Et aujourd'hui, je suis dans une cage encore plus petite qu'avant. Pour l'instant, je suis surveillé à toute heure du jour et de la nuit, soit-disant pour ma sécurité mais en vérité pour que je ne tente rien... pour que je ne reprenne pas l'ascendant. La peur est encore là, bien que faible, et ils ne sont pas encore assez stupides pour me négliger. Confiné dans l'aile médicale du Quartier du Gouvernement, je ne suis même pas tenu au courant des avancées de la DFAO. C'est à peine si on m'adresse un regard ici. Les infirmiers qui acceptent de me parler ne le font que pour répondre à mes questions insistantes et agaçantes : selon eux, je sortirai d'ici dans deux jours tout au plus. J'espère, même si ce n'est pas dans mes habitudes, que cette durée sera raccourcie. Même si je ne suis pas vraiment malade, je ne supporte plus d'être attaché à un lit d'hôpital.
Et plus que tout, je voudrais savoir. Savoir ce qu'il est advenu d'Astrid. En quelque sorte, je devrais le savoir, puisque j'ai moi-même conçu ce plan catastrophique. Mais il faut évidemment envisager que des modifications ont été apportées, au vu du retournement de situation. Et en plus de tout ça, je n'avais jamais prévu cette possibilité : où serait emmenée Astrid et quel traitement lui ferait-on subir, si jamais j'échouais, si jamais la DFAO décidait de la capturer de nouveau ? Pour moi, la réussite de cette mission n'était pas une option, c'était une obligation. Et pour les autres aussi je suppose. Manipuler et arracher des informations à une fille faible, brisée par des mois de torture, et sans aucun souvenir de son entraînement à l'Organisation ? Une évidence pour n'importe qui. Une citoyenne lambda, en quelque sorte, mais encore plus vulnérable. Qui n'y arriverait pas ? En tous cas maintenant, je sais que ce n'était pas aussi facile que je le pensais.
Et puis il y a également un autre point négatif.
Grâce au micro intégré que j'avais sur moi, les capitaines ont pu aisément deviner que j'ai embrassé Astrid. Une rumeur s'est-elle répandue à ce propos ? J'en doute. Malgré ma disgrâce, je reste un capitaine de la DFAO, et mes congénères ont l'obligation de maintenir une certaine cohésion face aux soldats moins gradés.
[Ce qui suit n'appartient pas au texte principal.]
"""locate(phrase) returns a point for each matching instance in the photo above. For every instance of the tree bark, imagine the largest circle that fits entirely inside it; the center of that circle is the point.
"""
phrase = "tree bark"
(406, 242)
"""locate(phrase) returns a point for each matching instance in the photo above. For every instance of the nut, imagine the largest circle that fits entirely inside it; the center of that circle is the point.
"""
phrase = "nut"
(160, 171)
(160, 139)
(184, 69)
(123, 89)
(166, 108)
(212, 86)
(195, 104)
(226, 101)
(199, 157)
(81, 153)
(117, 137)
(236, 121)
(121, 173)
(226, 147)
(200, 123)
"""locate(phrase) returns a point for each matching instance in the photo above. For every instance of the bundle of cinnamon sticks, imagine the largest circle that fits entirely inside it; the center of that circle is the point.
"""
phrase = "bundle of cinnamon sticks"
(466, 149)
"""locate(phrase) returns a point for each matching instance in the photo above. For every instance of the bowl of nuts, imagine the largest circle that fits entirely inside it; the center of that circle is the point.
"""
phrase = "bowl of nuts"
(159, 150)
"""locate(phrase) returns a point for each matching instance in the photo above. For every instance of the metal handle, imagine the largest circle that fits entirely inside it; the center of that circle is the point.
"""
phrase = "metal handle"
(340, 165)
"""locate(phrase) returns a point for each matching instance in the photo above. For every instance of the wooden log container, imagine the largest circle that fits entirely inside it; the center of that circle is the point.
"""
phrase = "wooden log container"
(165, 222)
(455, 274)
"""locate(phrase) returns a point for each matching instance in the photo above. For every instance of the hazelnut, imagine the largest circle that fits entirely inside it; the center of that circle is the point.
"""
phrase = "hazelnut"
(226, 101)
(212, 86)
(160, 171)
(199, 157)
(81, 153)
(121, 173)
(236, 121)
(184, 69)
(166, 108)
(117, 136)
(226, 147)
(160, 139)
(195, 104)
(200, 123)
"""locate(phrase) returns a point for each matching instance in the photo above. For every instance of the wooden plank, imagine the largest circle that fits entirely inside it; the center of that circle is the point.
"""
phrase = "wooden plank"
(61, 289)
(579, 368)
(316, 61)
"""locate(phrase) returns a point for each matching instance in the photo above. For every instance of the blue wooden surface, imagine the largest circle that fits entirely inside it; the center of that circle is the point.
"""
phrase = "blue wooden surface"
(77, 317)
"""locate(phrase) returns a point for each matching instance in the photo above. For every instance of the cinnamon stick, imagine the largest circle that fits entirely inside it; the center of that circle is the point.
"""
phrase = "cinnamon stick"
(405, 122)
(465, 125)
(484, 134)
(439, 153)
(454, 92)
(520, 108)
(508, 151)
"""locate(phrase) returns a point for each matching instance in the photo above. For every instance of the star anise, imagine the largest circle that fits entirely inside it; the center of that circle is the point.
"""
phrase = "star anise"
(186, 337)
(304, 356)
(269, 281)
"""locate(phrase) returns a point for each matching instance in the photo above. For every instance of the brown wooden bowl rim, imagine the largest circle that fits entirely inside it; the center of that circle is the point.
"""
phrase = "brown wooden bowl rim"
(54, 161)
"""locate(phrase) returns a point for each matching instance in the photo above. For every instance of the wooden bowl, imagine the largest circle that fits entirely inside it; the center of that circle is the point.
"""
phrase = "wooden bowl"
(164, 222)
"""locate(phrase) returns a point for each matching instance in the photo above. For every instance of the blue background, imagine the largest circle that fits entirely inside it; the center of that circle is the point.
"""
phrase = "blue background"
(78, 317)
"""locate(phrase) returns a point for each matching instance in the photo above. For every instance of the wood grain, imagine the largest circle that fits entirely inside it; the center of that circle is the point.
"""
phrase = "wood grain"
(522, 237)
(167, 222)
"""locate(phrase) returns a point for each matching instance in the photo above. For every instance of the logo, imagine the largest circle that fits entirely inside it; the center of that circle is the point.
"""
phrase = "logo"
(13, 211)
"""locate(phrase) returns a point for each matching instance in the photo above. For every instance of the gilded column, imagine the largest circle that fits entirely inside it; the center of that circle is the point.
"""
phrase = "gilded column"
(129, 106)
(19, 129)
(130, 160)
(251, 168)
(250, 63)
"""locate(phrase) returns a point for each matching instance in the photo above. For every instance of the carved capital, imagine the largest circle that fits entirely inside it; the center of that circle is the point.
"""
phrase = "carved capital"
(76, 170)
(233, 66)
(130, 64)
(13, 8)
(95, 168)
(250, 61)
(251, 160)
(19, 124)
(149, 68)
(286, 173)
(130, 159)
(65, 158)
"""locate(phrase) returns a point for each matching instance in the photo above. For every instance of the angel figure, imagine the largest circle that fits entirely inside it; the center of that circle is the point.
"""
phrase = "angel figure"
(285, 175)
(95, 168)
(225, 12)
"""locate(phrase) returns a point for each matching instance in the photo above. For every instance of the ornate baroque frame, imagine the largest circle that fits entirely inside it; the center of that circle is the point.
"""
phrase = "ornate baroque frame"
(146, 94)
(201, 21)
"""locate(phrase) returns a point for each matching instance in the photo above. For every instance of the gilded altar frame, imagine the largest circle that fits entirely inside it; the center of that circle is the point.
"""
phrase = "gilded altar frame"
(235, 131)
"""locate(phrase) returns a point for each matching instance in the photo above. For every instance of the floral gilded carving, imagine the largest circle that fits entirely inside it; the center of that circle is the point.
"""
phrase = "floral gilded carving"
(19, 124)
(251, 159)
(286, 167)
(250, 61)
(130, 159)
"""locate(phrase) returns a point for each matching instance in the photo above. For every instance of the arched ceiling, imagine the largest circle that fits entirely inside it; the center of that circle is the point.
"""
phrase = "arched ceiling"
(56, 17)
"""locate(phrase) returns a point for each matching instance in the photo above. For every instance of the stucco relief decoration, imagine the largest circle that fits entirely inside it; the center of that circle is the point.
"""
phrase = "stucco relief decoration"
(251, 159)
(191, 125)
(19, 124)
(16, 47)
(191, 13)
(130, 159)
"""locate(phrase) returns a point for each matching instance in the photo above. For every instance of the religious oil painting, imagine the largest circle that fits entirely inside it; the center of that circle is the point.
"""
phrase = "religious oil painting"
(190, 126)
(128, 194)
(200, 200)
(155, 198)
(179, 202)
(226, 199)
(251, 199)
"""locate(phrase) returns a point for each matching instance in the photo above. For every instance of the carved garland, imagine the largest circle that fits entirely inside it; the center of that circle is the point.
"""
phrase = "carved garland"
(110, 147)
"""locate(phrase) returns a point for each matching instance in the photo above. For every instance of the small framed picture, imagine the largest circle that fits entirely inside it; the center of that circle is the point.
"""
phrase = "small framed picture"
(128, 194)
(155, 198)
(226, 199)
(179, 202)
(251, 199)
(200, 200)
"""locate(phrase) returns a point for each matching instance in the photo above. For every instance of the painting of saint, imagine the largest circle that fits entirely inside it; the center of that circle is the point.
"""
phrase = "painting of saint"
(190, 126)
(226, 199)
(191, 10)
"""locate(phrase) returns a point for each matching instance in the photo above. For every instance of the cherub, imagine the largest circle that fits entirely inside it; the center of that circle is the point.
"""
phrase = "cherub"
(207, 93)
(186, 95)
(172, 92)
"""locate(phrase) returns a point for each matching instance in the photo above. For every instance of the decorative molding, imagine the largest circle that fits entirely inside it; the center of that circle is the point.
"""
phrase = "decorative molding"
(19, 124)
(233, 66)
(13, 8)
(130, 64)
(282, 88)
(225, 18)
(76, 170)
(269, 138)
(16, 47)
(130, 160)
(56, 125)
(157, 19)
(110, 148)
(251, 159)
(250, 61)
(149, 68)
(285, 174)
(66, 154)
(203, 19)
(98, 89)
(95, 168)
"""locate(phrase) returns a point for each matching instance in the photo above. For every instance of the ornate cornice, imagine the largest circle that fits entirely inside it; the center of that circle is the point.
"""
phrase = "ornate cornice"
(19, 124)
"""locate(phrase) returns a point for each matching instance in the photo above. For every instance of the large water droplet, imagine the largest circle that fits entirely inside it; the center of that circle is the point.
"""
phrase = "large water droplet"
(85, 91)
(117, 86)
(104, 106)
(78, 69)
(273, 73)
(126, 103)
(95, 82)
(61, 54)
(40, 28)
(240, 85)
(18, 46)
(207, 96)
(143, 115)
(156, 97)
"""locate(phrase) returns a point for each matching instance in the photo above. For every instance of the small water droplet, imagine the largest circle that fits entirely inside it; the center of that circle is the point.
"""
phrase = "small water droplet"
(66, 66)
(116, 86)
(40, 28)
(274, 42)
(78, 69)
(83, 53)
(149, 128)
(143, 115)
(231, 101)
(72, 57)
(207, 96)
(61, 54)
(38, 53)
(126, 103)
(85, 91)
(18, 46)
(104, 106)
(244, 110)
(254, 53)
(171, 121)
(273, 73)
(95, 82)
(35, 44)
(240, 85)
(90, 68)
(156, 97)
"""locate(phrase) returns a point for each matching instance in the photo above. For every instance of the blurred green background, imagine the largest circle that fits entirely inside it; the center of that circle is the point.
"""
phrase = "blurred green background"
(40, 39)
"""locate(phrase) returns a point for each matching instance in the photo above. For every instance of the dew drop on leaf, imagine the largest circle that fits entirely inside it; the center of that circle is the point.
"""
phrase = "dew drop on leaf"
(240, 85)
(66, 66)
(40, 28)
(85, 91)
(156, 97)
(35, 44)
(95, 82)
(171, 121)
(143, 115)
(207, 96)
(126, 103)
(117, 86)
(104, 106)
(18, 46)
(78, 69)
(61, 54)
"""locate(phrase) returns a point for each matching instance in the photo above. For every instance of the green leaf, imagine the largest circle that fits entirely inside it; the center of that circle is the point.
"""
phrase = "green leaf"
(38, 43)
Leur haine à mon égard est-elle si forte qu'ils sont prêts à sacrifier notre unité apparente, juste pour m'humilier ? Si cette information remontait jusqu'à notre Leader, notre efficacité serait encore plus remise en cause qu'actuellement, et le groupe dirigeant risquerait d'être dissout, puis remplacé. C'est ainsi que le monde militaire fonctionne en 2300. Si une combinaison ne marche pas, elle est balayée et on en essaye une autre. Et évidemment, pour ne pas trahir le secret, on élimine toutes les traces... Non, décidément, cela comporterait trop de risques. Mais n'empêche que cette honteuse partie de ma mission est à présent connue des six autres capitaines. Et ils ne manqueront pas de m'interroger à ce sujet, j'y mettrais ma main à couper.
Un infirmier déboule dans la chambre sans prendre la peine de s'annoncer.
Le plus rapidement possible, il vérifie ma tension, mes paramètres vitaux, règle quelque chose sur la tablette qui remplace les moniteurs d'avant mais qui produit le même bip agaçant au rythme de mon coeur. Puis il repart aussi vite qu'il est venu, plus affirmé que n'importe qui l'aurait été à sa place il y a un mois encore.
Ici, c'est ma routine quotidienne.
Les mêmes regards dégradants, indifférents, ou encore un peu nerveux.
Les mêmes expressions sur les mêmes visages révulsants.
Je m'ennuie.
Bien plus encore, je boue d'impatience. Je veux réparer mes erreurs, non pas aux yeux des autres capitaines, de mon père, de Christian Carren, le Leader de Paris, et encore moins à ceux du monde militaire. C'est mon opinion qui m'importe, et celle de personne d'autre.
C'est dans mon esprit que je veux redevenir digne de moi-même.